Setting Up Your Production Context Graph
This guide walks you through creating and organizing your Production Context Graph documents.
Prerequisites
- Access to your Autoheal organization
- At least one integration connected (recommended, so you have something to document)
Accessing the Production Context Graph
From the Autoheal sidebar, click any of the pages and any of the tabs within those pages.
| Page | Tab | Purpose |
|---|---|---|
| Skills | Agent's instructions | Agents.md containing general context about your team, services, and procedures for alert and incident response |
| Skills | Integration Skills | How your team uses specific tools (Datadog, GitHub, etc.) |
| Skills | Alert skills | Step-by-step procedures for specific alerts or common issues |
| Catalog | Organized by entity type | See entities like service, team, people (in Table view) that Autoheal extracts/imports/syncs from your integrations and the relationships between them (in Graph view) |
| Decision traces | Accepted root causes | |
| Decision traces | Published postmortems | |
| Decision traces | Learned memories |
Creating Your First Document
Click the tab matching the type of document you want to create. For your first document, start with Alert Skills—this gives the agent step-by-step procedures for specific alerts.
Click the + button to create a new document.
Select a template that fits your content:
- Agent's instructions - Overview of your services and environment
- Alert Skill - Procedure for a specific alert
- Integration Skill - How to use a specific tool
- Blank - Start from scratch
Use the markdown editor to write your document. The editor supports:
- Standard markdown formatting
- Code blocks with syntax highlighting
- Tables for structured information
- Live preview
Click Save. Your document is immediately available to the AI agent during investigations.
Document Categories
Alert Skills
Procedures for specific alerts. Include what the alert means, how to investigate, and how to resolve:
# High Payment Latency
## What This Means
Payment API p99 latency exceeded 500ms for 5+ minutes.
## Investigation Steps
1. Open "Payments Deep Dive" dashboard in Datadog
2. Check if latency is isolated to specific endpoints
3. Look for correlation with database latency
## Common Causes
- Database connection pool exhaustion
- Downstream payment provider issues
- Recent deployment regression
## Resolution
- If database: Scale API replicas or kill long-running queries
- If provider: Check status.stripe.com, enable fallback
- If deployment: Roll back with `kubectl rollout undo`
Integration skills
How your team uses specific tools—dashboards, queries, tagging conventions:
# How We Use Datadog
## Tagging Convention
- `env:production`, `env:staging`
- `service:<service-name>`
- `team:platform`, `team:payments`
## Useful Log Queries
- All errors: `status:error env:production`
- Payment failures: `service:payments-api @error.type:PaymentFailed`
## APM Services
- `payments-api-prod` (production payments)

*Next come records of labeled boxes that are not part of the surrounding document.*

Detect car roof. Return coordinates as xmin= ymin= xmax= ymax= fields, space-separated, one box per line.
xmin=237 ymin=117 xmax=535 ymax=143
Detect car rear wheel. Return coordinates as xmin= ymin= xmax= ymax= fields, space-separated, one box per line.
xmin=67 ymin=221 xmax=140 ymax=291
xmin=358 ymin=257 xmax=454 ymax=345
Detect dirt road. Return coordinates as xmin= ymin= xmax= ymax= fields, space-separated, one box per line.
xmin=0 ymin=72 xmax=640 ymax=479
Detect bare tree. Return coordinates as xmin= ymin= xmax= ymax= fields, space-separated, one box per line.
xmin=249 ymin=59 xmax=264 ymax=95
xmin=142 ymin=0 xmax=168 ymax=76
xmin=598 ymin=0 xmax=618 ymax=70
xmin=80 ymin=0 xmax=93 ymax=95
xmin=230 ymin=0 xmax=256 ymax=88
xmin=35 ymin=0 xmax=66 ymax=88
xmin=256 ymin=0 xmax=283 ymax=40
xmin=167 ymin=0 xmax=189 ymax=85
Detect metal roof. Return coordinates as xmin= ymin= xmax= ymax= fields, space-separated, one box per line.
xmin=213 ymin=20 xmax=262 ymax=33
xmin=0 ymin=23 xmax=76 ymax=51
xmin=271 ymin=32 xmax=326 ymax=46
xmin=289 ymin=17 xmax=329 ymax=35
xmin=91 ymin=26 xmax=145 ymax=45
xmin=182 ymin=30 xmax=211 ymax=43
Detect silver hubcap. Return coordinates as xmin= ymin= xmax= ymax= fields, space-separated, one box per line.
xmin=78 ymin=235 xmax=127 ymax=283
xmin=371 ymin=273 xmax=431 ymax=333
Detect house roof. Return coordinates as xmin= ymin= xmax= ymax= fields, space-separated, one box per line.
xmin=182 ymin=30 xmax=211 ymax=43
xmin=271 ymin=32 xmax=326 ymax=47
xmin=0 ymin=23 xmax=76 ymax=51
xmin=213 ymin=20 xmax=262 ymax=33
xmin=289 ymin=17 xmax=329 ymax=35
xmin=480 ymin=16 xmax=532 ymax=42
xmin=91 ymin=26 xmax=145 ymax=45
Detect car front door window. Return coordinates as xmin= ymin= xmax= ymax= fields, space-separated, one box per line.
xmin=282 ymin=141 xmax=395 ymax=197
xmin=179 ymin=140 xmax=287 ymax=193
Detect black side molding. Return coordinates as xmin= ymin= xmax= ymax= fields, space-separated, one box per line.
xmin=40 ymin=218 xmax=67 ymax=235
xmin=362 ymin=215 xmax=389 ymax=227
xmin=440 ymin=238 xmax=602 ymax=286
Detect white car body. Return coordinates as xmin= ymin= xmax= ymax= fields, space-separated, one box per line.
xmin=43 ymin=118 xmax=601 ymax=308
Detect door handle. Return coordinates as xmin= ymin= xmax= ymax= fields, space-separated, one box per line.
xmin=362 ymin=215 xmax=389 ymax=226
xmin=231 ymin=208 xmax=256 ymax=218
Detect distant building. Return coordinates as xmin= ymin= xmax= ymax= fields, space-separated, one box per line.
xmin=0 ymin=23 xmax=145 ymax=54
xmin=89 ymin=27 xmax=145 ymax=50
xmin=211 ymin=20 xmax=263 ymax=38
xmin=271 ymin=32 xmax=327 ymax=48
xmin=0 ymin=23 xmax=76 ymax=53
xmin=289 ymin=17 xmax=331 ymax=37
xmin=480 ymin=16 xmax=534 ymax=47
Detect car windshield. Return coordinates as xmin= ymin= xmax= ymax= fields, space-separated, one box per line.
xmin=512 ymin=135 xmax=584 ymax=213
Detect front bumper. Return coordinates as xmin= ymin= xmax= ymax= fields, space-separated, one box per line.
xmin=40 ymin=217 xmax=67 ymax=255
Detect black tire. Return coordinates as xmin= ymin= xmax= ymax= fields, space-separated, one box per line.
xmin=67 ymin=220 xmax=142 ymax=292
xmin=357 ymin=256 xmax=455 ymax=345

- `user-service-prod` (production auth)
Memories
Learnings from past investigations—what happened, how you found it, how to prevent it:
# Memory: Payment Timeouts During Batch Processing
## What Happened
Payment latency spiked to 2s+ every day at 2pm PST.
## Root Cause
Batch job exhausting database connection pool.
## How We Found It
1. Noticed pattern only occurred weekdays at same time
2. Correlated with batch job schedule
3. Connection pool metrics showed saturation
## Prevention
- Added connection limits to batch job
- New alert: connection pool > 80%
Writing Effective Documents
Be Specific
The agent can't use vague guidance. Instead of "check the dashboard," write "open the 'Platform Team Overview' dashboard in Datadog."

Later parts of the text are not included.